Elite firms pass over good candidates whose accents are not “smart” enough, says study


East End of London: cockneys not welcome at some big law firms

Some elite London law firms are passing over well-qualified, white working-class job applicants in favour of middle-class graduates from elite universities who they think they are better for their image, new research says.

The firms studied had successfully recruited ethnic minority candidates as part of diversity programmes, but rejected able working-class students because their appearance or accent was not thought “smart” enough.

Dr Louise Ashley of the Centre for Professional Service Firms at Cass Business School, which is part of City University London, interviewed 130 staff at five prominent London law firms, many of them in senior roles. 

She said that though the firms were publicly committed to diversity in the workplace, almost all of their lawyers came from more privileged backgrounds. More than 90% of lawyers who took part in the research had fathers who had been managers or senior officials, and at two of the firms more than 70% of lawyers were privately educated.

She reported that the elite firms said they did not recruit students from less prestigious universities because they believed they were less academically gifted. However, she said the firms turned down candidates who looked or sounded working-class in order to preserve the upmarket brand, even when they were well qualified.

Dr Ashley said firms had focused on ethnicity rather than social inclusion in their recruitment and have made some progress in this respect. “However, focusing on ethnicity enables law firms to boast excellent or at the very least improved diversity outcomes despite the fact that they have continued to recruit using precisely the same types of class privilege that have always been in operation.

“As it is, on either a personal or collective basis, individuals within the profession have little incentive to introduce a more progressive approach which would genuinely recognise and reward difference on the basis of social class, since the inclusion of lawyers who are visibly working-class, or have regional accents, is perceived to threaten both their brand and their bottom-line.”

She argued that firms are contributing to the situation outlined in the Milburn report on access to the professions, which said the professions have exemplified the old notion that a limited pool of talent was enough to get by on. “A genuine commitment to diversity and inclusion as both a commercial and ethical imperative would mean that many more law firms go much further in opening their doors to a wider pool of talent.”

A partner at one of the five case study firms told Dr Ashley: “There was one guy who came to interviews who was a real Essex barrow boy, and he had a very good CV. He was a clever chap, but we just felt that there’s no way we could employ him. I just thought, putting him in front of a client – you just couldn’t do it.

“I do know though that if you’re really pursuing a diversity policy, you shouldn’t see him as rough round the edges. You should just see him as different.”

Another firm had changed its strategy from recruiting among a range of universities to hiring almost exclusively from Oxbridge. A partner in the firm told Dr Ashley: “We did suffer in terms of recruitment – we were losing out to rival firms. We changed our strategy and that’s helped with quality. We’re just a much smarter firm now.”

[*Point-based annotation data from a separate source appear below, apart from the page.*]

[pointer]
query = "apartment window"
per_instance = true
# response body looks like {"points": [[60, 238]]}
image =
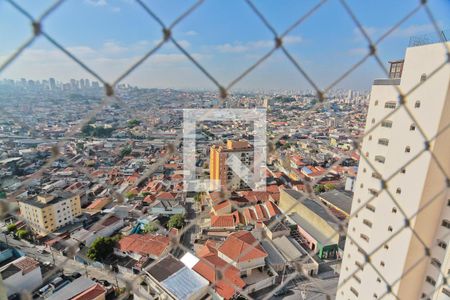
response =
{"points": [[423, 77], [442, 244], [367, 223], [373, 192], [364, 237], [386, 123], [435, 262], [354, 291], [430, 281], [380, 159], [370, 207], [390, 104], [376, 175], [383, 142]]}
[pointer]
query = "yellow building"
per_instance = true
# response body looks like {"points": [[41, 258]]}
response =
{"points": [[46, 213], [219, 171]]}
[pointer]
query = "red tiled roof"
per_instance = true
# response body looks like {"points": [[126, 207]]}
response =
{"points": [[222, 221], [222, 205], [147, 244], [91, 293], [210, 264], [272, 208], [242, 246]]}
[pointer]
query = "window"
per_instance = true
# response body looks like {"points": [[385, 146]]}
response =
{"points": [[354, 291], [370, 207], [376, 175], [380, 159], [390, 104], [364, 237], [442, 244], [373, 192], [423, 77], [435, 262], [367, 223], [386, 123], [430, 281], [383, 141], [417, 104]]}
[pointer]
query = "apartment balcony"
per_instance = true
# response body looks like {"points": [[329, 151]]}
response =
{"points": [[387, 81]]}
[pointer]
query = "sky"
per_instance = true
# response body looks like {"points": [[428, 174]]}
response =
{"points": [[224, 36]]}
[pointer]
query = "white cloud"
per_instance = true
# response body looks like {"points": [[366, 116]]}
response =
{"points": [[96, 2], [191, 33], [239, 47], [402, 32]]}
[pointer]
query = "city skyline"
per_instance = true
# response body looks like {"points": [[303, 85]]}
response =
{"points": [[231, 42]]}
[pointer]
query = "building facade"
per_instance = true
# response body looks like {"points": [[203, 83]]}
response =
{"points": [[220, 173], [416, 180], [47, 213]]}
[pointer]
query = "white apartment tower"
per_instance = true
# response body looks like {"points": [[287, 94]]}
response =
{"points": [[419, 187]]}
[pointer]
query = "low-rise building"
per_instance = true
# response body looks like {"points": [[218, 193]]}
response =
{"points": [[46, 213]]}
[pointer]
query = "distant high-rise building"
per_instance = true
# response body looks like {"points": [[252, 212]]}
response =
{"points": [[407, 240], [52, 84], [219, 170]]}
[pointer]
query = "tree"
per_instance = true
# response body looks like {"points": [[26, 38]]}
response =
{"points": [[176, 221], [133, 123], [101, 248], [329, 186], [320, 188], [151, 227], [198, 197], [11, 227], [125, 151], [22, 233]]}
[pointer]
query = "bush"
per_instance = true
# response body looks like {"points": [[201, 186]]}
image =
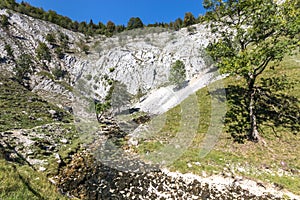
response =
{"points": [[59, 73], [134, 22], [50, 37], [4, 21], [9, 51], [177, 73], [23, 68], [43, 52]]}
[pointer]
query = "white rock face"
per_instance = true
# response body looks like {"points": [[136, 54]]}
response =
{"points": [[140, 59], [143, 62]]}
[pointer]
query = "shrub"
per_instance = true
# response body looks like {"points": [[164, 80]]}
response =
{"points": [[43, 52], [4, 21], [59, 73], [9, 51], [177, 73], [23, 68]]}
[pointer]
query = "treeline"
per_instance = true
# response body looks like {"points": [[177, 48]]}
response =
{"points": [[91, 28]]}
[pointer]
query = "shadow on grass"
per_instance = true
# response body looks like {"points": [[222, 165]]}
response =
{"points": [[274, 108]]}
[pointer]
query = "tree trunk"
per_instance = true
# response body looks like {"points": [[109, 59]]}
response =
{"points": [[253, 133]]}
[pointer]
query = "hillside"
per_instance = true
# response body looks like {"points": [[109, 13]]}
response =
{"points": [[53, 147]]}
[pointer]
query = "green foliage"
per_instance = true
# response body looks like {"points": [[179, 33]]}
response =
{"points": [[9, 51], [261, 33], [58, 73], [50, 37], [23, 182], [64, 41], [4, 21], [110, 28], [59, 53], [134, 22], [177, 73], [189, 19], [112, 69], [23, 68], [89, 77], [21, 108], [43, 52], [178, 24], [83, 46]]}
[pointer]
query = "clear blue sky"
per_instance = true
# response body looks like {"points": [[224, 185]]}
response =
{"points": [[120, 11]]}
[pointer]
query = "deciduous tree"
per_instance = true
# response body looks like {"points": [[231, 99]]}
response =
{"points": [[252, 36]]}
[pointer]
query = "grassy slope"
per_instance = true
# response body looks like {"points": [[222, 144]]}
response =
{"points": [[21, 108], [278, 162]]}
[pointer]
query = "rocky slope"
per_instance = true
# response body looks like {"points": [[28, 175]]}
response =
{"points": [[140, 60]]}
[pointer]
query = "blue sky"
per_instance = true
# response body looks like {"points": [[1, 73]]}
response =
{"points": [[120, 11]]}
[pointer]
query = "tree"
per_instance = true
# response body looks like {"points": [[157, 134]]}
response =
{"points": [[189, 19], [134, 22], [252, 35], [43, 52], [177, 73]]}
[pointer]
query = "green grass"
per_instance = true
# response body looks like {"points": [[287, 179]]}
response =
{"points": [[22, 182], [21, 108], [276, 163]]}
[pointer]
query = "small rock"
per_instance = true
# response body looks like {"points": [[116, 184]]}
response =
{"points": [[65, 141]]}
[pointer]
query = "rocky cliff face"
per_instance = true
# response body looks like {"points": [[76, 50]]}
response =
{"points": [[140, 59]]}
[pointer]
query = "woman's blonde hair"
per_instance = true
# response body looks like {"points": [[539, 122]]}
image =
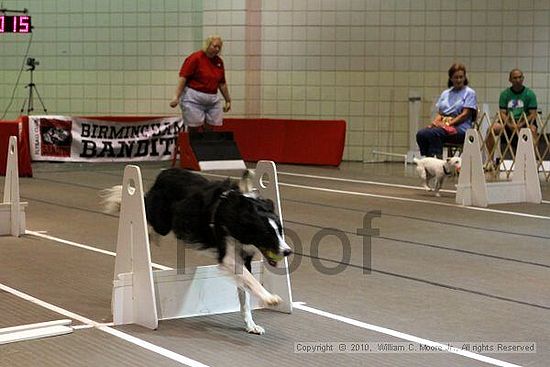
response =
{"points": [[209, 40]]}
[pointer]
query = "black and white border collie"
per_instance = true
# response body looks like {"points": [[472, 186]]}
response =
{"points": [[210, 213]]}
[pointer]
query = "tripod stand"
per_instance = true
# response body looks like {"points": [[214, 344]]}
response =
{"points": [[32, 88]]}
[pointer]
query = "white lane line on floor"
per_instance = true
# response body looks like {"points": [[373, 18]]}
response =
{"points": [[107, 329], [42, 234], [301, 306], [421, 201], [376, 183], [404, 336], [506, 212]]}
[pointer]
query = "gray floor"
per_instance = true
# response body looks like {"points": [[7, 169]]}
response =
{"points": [[437, 271]]}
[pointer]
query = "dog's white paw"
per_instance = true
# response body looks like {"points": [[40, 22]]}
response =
{"points": [[272, 300], [255, 329]]}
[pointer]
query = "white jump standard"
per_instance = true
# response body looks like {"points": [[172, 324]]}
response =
{"points": [[12, 211]]}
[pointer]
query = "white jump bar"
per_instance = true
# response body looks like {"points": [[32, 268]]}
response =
{"points": [[35, 331]]}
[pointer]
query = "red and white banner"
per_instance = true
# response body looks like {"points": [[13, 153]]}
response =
{"points": [[105, 139]]}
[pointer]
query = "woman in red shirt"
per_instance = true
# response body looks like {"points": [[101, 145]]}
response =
{"points": [[200, 77]]}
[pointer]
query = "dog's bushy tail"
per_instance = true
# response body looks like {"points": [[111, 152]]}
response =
{"points": [[111, 199]]}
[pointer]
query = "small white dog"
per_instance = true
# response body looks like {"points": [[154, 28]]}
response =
{"points": [[429, 168]]}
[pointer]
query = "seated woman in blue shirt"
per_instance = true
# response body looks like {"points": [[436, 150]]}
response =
{"points": [[457, 107]]}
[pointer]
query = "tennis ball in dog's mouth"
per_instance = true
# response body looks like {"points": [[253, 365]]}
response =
{"points": [[273, 256]]}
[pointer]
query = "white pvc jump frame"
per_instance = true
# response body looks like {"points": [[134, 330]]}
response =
{"points": [[524, 186], [12, 210], [143, 296]]}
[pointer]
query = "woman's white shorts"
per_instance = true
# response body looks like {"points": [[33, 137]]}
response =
{"points": [[198, 107]]}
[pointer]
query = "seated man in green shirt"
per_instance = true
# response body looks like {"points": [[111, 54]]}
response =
{"points": [[514, 101]]}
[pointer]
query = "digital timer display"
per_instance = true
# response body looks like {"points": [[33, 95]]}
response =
{"points": [[15, 24]]}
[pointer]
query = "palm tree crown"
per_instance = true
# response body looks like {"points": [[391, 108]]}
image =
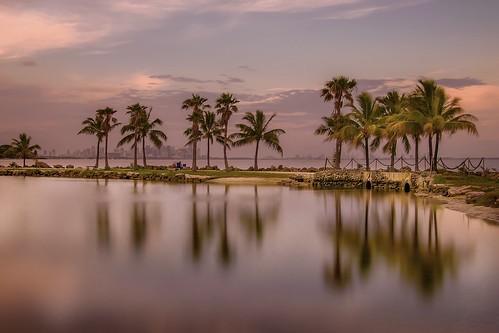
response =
{"points": [[211, 131], [441, 113], [338, 89], [364, 123], [198, 105], [226, 106], [94, 126], [137, 113], [109, 122], [257, 130], [22, 148]]}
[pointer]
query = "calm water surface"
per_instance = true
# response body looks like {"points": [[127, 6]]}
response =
{"points": [[122, 256]]}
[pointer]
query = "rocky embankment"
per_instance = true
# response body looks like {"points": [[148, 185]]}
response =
{"points": [[380, 180], [100, 174]]}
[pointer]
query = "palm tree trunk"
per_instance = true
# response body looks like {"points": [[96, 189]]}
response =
{"points": [[435, 153], [105, 153], [97, 158], [194, 157], [208, 152], [144, 151], [337, 154], [225, 148], [366, 143], [256, 155], [392, 158], [416, 153], [135, 152], [430, 150]]}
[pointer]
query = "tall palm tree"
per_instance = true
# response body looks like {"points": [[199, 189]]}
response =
{"points": [[198, 105], [257, 130], [137, 113], [147, 131], [94, 126], [211, 131], [22, 148], [364, 123], [338, 89], [392, 105], [332, 128], [410, 122], [443, 114], [109, 123], [226, 106]]}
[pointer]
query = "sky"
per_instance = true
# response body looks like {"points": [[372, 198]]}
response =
{"points": [[61, 60]]}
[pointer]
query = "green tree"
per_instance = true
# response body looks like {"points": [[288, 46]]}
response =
{"points": [[147, 131], [257, 130], [109, 123], [94, 126], [197, 105], [211, 131], [22, 148], [392, 105], [443, 114], [410, 121], [339, 90], [226, 106], [364, 123], [137, 113]]}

Dr Ashley discussed a third firm which had put into place a programme of helping students at comprehensive schools in order to prepare them for working at leading law firms as part of its diversity programme.

One of the firm’s senior associates told her: “There’s no point promoting diversity to the extent that it encourages people to become lawyers who are not lawyers. Image is everything in the law – it’s all we’ve got, our product.  What’s the point of bringing these people along who are not lawyers to bring your diversity figures up? You’re only going to end up firing them.”